Sam Watson Jones, co-founder of Small Robot Company and a fourth-generation Shropshire farmer, is confident in the start-up’s potential:
“We’re developing our technology at phenomenal pace. Just one year on from our foundation, we are already geared up to deliver early prototypes for trial in 2019.
This will entirely change what’s possible on the farm, and how we think about farming. When we can not only understand a farmer’s field on a plant by plant basis, but we can also take action at that level, a completely different farming system becomes possible.
“Farming will be able to produce an abundance of food with minimal negative environmental impacts.”
Internet of Business says
Small Robot Company has quickly made an impression on the Agtech industry, with three prototype robots and initial artificial intelligence achieved within one year of launch.
Earlier this year the start-up won the Best Use of Technology Category at The Drum Social Purpose Awards on account of the positive social impact and environmental benefits of its technology.
With noteworthy partnerships with the National Trust and Waitrose under its belt, the company now has the opportunity to prove its technology at scale.

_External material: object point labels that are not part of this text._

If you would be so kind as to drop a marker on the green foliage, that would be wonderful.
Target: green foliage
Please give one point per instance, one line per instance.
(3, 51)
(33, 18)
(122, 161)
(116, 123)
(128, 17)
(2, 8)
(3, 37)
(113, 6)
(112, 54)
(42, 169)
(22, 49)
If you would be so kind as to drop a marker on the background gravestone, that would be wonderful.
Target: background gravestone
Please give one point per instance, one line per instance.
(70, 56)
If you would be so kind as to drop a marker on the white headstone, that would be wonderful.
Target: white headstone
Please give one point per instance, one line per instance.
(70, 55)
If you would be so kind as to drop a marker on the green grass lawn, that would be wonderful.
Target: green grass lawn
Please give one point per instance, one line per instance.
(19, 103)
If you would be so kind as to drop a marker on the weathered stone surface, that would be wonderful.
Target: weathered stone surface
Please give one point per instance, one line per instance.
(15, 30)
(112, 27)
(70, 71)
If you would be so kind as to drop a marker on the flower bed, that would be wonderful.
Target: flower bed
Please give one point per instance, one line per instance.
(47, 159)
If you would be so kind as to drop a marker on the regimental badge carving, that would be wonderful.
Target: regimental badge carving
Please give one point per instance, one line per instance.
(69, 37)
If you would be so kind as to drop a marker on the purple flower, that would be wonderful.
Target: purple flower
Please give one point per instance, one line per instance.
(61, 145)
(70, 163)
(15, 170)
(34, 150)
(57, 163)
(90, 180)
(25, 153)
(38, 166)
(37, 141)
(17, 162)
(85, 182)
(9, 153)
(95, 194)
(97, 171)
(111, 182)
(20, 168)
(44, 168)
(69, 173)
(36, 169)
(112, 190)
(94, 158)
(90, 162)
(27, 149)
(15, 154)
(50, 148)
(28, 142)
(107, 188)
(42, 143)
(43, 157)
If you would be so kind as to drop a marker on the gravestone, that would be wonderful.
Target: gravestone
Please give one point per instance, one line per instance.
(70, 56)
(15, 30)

If successful, Small Robot Company will be well placed to offer innovation to farmers looking to improve yields and reduce waste, in a post-Brexit environment that may make it difficult to employ the European workers upon which a large part of UK arable farming depends.
The remote monitoring of crops is already relatively common and the benefits clearly established, as our recent interview with AT&T’s Chris Penrose highlights. However, the automation of weeding, fertilising, and planting goes well beyond this, building on the insights of IoT – the digitatisation of fields – and acting on that information on a per plant basis.
In the US, Iron Ox recently launched what it claims in the world’s first fully-autonomous farm. It’s an impressive window into what the future of indoor farming might look like.
However, the more achievable economics of Small Robot Company’s approach makes it more interesting in the short-term. It’s easy to imagine such robots being used on arable farms across the UK, particularly given the start-up’s farming-as-a-service model.